Iran says it may need help from French or Canadian experts to decode data from ‘damaged’ black boxes

9 Jan, 2020 20:43 / Updated 5 years ago

The head of Iran’s Civil Aviation Authority has said his country might need outside help to decode the information recorded by the black boxes from the Ukrainian 737 plane that crashed on Wednesday near Tehran.

Ali Abedzadeh told CNN that, while Iran has the capacity to decode the black boxes from the Boeing passenger jet, it might still need extra help because they were badly damaged.

“Generally speaking, Iran has the potential and know-how to decode the black box. Everybody knows that,” he said, adding that Iranian and Ukrainian experts would begin decoding the data on Friday.

However, “if the available equipment is not enough to get the content,” Abedzadeh explained, Tehran will send the boxes to experts “from France or Canada.”

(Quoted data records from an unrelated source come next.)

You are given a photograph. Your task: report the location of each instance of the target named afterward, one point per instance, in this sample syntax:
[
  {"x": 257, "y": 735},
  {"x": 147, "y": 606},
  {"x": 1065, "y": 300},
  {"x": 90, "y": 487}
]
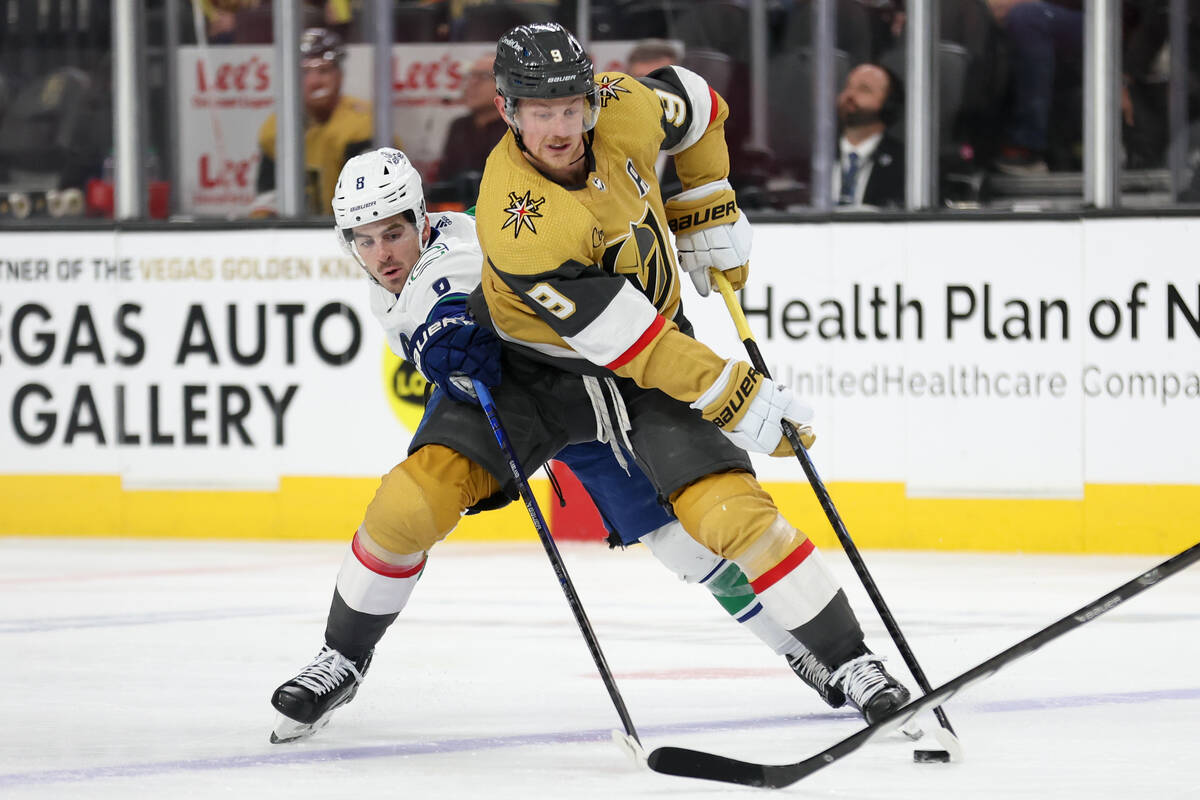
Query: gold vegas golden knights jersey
[{"x": 586, "y": 275}]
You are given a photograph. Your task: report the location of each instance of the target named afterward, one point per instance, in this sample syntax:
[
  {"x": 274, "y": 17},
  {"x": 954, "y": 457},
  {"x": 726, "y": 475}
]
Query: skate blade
[
  {"x": 288, "y": 729},
  {"x": 912, "y": 729}
]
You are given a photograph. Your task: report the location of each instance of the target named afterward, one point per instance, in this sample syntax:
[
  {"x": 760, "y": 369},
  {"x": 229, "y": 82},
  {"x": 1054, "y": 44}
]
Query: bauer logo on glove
[
  {"x": 750, "y": 408},
  {"x": 708, "y": 214},
  {"x": 711, "y": 233},
  {"x": 729, "y": 413}
]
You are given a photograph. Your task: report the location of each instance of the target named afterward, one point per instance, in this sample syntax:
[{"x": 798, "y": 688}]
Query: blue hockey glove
[{"x": 453, "y": 350}]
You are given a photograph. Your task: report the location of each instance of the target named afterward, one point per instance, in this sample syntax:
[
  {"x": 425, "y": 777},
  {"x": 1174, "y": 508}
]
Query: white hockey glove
[
  {"x": 711, "y": 232},
  {"x": 749, "y": 407}
]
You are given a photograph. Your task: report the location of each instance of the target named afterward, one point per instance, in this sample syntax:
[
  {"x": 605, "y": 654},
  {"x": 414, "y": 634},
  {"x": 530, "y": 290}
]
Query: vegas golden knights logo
[{"x": 642, "y": 256}]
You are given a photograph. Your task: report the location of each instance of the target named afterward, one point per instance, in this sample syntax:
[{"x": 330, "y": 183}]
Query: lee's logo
[
  {"x": 699, "y": 217},
  {"x": 249, "y": 76},
  {"x": 227, "y": 173},
  {"x": 739, "y": 398}
]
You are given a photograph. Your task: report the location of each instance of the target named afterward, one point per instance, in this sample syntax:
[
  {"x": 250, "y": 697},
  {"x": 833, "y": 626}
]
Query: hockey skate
[
  {"x": 817, "y": 675},
  {"x": 307, "y": 702},
  {"x": 869, "y": 686}
]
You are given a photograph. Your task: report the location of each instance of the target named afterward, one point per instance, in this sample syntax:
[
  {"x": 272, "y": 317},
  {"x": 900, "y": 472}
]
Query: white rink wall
[{"x": 985, "y": 385}]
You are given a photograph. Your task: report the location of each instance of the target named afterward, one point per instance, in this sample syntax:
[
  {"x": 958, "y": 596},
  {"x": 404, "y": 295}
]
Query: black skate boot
[
  {"x": 817, "y": 675},
  {"x": 306, "y": 702},
  {"x": 869, "y": 686}
]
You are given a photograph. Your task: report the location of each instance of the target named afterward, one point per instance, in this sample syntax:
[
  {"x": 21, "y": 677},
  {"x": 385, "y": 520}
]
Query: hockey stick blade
[{"x": 694, "y": 763}]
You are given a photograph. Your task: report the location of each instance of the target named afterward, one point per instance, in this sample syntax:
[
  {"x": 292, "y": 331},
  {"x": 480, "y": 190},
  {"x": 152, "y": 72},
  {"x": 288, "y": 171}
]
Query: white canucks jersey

“Then whatever is the result will be published and publicized to the world,” he said.

Iran has also requested Boeing send a representative to join the investigation in Tehran.

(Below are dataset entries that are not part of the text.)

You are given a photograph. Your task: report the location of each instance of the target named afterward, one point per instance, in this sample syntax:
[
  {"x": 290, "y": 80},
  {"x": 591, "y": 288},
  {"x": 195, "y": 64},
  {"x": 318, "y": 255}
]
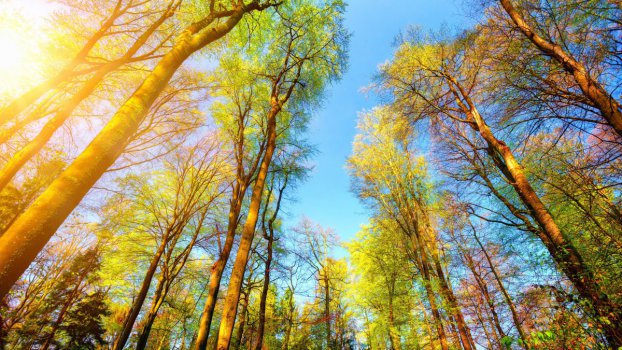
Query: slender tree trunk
[
  {"x": 394, "y": 338},
  {"x": 327, "y": 308},
  {"x": 62, "y": 313},
  {"x": 506, "y": 296},
  {"x": 608, "y": 106},
  {"x": 264, "y": 295},
  {"x": 290, "y": 323},
  {"x": 485, "y": 293},
  {"x": 158, "y": 299},
  {"x": 438, "y": 321},
  {"x": 217, "y": 270},
  {"x": 559, "y": 246},
  {"x": 238, "y": 338},
  {"x": 66, "y": 74},
  {"x": 248, "y": 232},
  {"x": 128, "y": 324},
  {"x": 21, "y": 242},
  {"x": 447, "y": 292},
  {"x": 13, "y": 165},
  {"x": 427, "y": 284}
]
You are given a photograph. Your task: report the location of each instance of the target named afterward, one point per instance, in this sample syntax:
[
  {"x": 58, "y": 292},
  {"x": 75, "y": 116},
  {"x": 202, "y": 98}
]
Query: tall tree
[{"x": 29, "y": 233}]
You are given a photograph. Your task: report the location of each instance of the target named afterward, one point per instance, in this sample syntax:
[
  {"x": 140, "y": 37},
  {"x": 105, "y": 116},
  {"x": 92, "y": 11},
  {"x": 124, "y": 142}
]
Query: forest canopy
[{"x": 153, "y": 152}]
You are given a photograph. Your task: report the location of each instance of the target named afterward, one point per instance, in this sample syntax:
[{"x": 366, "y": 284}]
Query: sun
[
  {"x": 16, "y": 69},
  {"x": 13, "y": 54}
]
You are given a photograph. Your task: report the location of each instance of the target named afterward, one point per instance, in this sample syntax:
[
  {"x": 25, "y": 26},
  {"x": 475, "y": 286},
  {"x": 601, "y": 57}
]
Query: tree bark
[
  {"x": 21, "y": 242},
  {"x": 248, "y": 232},
  {"x": 219, "y": 267},
  {"x": 506, "y": 296},
  {"x": 13, "y": 165},
  {"x": 559, "y": 246},
  {"x": 463, "y": 329},
  {"x": 608, "y": 106},
  {"x": 128, "y": 324}
]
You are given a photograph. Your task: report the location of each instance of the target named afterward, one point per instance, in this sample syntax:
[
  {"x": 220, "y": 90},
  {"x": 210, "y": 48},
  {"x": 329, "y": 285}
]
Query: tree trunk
[
  {"x": 62, "y": 313},
  {"x": 219, "y": 267},
  {"x": 10, "y": 169},
  {"x": 506, "y": 296},
  {"x": 608, "y": 106},
  {"x": 264, "y": 295},
  {"x": 158, "y": 299},
  {"x": 394, "y": 338},
  {"x": 327, "y": 308},
  {"x": 128, "y": 325},
  {"x": 559, "y": 246},
  {"x": 463, "y": 329},
  {"x": 21, "y": 242},
  {"x": 248, "y": 232},
  {"x": 238, "y": 339}
]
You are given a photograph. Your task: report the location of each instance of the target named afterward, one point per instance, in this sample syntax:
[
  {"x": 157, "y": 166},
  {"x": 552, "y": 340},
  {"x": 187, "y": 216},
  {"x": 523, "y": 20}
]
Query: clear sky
[{"x": 326, "y": 198}]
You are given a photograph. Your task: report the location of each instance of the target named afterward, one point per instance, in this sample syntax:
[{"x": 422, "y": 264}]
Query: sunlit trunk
[
  {"x": 559, "y": 246},
  {"x": 608, "y": 106},
  {"x": 248, "y": 233},
  {"x": 21, "y": 242}
]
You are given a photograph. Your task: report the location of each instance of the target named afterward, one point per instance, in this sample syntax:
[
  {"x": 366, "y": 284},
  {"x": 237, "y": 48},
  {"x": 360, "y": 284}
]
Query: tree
[
  {"x": 304, "y": 63},
  {"x": 48, "y": 212},
  {"x": 443, "y": 83}
]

Also on rt.com ‘Illogical rumors’: Iran responds to US media reports that Ukrainian Boeing was hit by missile over Tehran

Iran said on Wednesday it wouldn’t hand the black boxes over to the US, preferring to do its own investigation. US media reports on Thursday cited anonymous Pentagon and intelligence officials claiming that Iran had itself mistakenly shot down the plane, which had just taken off from Tehran’s busy Imam Khomeini airport.

Canadian PM Justin Trudeau quickly followed the US lead on Thursday, saying that intelligence pointed to Iran being responsible for the “unintentional” shooting down of the plane.

READ MORE: Canada’s Trudeau claims ‘intel from multiple sources’ points at Iran shooting down Ukrainian Boeing over Tehran

Tehran called those claims, for which no evidence was provided, “illogical” rumors. All 176 on board perished in the crash.